True to her promise, my bookworm tore through “Harry Potter and the Cursed Child” with the same vigor and delight as the original seven books. In the two days it took her to finish the play, she squealed and gasped more times than I could count as she battled the urge to tell me what was happening. She appeared to love the new characters as much as she enjoyed the many cameo appearances of the ones from the original series. When she finished the book, she sighed and frowned. “Don’t tell me how it ended,” I warned. “But why do you look so sad?” I feared a disappointing ending or even the death of a favorite character. “It’s over,” she said, instead. “Again.”
Her answer took me back to July 2007 when I read the ending to “Harry Potter and the Deathly Hollows.” Even though the final chapter left me satisfied as a reader, the thought of not having another Harry Potter tale to read filled me with sadness.
So what is it about the series that made us feel this way? It has everything to do with the characters. And not just one character. All of them. We cared about Harry, Hermione and Ron, of course, but also the Weasley family, Neville, Luna and Cedric. We couldn’t wait for Hagrid to let another secret accidentally slip out. We eagerly turned the pages just to see what sage piece of advice Dumbledore would give. We continually wondered from chapter to chapter and book to book whether Snape was good or bad. We loathed Professor Umbridge and cheered out loud when Molly Weasley ended Bellatrix. Heck, even the creatures and pets in the series hold a special place in our hearts.

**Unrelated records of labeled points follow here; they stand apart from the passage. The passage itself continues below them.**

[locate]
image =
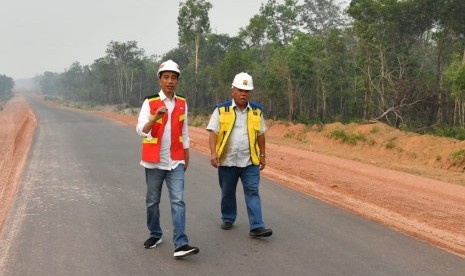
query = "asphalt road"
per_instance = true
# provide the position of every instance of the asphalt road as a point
(81, 211)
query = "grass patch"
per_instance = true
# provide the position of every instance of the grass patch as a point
(458, 157)
(350, 139)
(391, 143)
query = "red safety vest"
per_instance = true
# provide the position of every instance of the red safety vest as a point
(151, 148)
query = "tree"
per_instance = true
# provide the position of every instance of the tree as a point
(320, 16)
(193, 23)
(126, 59)
(6, 85)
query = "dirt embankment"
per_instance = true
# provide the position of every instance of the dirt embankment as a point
(412, 183)
(17, 124)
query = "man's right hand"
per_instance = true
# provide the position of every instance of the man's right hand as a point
(214, 160)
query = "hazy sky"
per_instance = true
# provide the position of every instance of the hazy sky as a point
(49, 35)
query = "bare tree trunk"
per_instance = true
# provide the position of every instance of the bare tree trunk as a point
(196, 72)
(290, 95)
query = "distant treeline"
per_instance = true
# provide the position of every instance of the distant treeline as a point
(399, 62)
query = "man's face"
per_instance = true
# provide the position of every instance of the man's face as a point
(241, 97)
(168, 81)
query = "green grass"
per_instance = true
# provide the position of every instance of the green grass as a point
(350, 139)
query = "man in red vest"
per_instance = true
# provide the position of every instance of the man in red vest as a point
(165, 156)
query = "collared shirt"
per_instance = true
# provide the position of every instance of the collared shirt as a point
(237, 151)
(166, 163)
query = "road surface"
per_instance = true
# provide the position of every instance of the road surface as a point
(81, 211)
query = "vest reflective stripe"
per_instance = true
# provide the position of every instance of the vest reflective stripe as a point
(151, 148)
(227, 121)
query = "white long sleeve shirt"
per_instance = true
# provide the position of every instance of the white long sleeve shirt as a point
(166, 163)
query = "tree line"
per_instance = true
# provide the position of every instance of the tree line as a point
(401, 62)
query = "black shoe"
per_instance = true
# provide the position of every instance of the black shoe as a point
(260, 232)
(152, 242)
(185, 250)
(226, 225)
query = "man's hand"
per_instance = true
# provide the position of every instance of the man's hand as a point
(214, 160)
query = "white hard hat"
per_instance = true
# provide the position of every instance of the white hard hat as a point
(243, 81)
(169, 65)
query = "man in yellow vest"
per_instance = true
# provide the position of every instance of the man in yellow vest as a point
(163, 125)
(237, 146)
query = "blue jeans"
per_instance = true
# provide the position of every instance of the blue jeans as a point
(175, 183)
(250, 178)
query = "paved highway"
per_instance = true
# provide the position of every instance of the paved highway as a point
(81, 211)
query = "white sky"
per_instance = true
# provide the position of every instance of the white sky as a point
(49, 35)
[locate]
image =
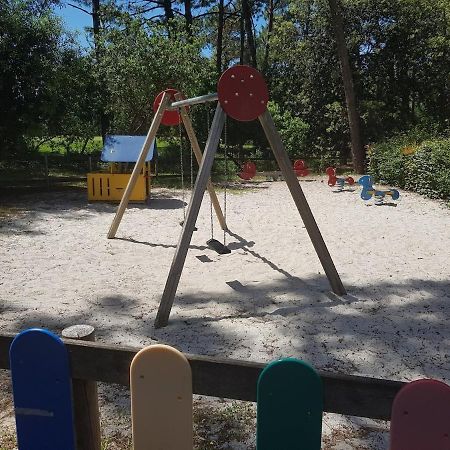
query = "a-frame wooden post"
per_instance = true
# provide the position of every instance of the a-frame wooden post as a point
(179, 258)
(139, 164)
(300, 201)
(198, 155)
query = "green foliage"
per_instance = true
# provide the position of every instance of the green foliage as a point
(139, 62)
(421, 167)
(292, 129)
(28, 51)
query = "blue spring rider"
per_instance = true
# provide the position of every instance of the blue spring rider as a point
(368, 191)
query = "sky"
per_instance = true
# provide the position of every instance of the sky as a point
(75, 21)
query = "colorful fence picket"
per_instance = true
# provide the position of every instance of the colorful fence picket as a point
(289, 402)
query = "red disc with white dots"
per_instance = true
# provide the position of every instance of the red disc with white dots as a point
(243, 93)
(170, 118)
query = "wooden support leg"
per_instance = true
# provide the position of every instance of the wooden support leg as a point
(139, 164)
(301, 203)
(198, 155)
(179, 258)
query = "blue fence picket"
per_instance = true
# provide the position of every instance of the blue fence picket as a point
(42, 391)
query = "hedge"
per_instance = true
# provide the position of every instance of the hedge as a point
(421, 167)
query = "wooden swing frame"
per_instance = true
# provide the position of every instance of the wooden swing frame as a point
(203, 182)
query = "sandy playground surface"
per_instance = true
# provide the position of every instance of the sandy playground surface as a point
(269, 298)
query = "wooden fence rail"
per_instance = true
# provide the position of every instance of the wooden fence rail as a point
(225, 378)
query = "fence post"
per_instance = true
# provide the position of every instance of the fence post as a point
(85, 397)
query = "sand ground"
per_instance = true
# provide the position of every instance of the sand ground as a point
(268, 299)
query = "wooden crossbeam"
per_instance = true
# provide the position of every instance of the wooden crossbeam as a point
(225, 378)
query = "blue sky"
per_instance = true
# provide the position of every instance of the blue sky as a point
(75, 21)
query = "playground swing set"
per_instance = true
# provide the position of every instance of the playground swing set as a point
(242, 94)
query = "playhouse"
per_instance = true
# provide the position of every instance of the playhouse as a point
(121, 154)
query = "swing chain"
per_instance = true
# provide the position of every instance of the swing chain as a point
(182, 172)
(226, 180)
(210, 202)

J.K. Rowling has an undeniable gift of creating characters that tug at her readers’ heartstrings. It’s one of the many reasons I admire her and re-read her books, hopeful that some of her magic transfers to me. As a writer, there’s so much I can learn from how she crafted her characters. Each and every one served a meaningful purpose in the series. Whether you loved them, pitied them, despised them or wept over them, they all connected with readers in such profound ways.
After my daughter said what she said about the play, I almost didn’t read the new story. Part of me just wanted the original series to be all I ever knew about Harry and his friends. And part of me knew I would reach the ending of the play and be sad that it was over. Again.
But then I did what any Harry Potter fan would do – I opened the book. I couldn’t help myself. That’s the power that well written characters have on readers. I had to see what happens next.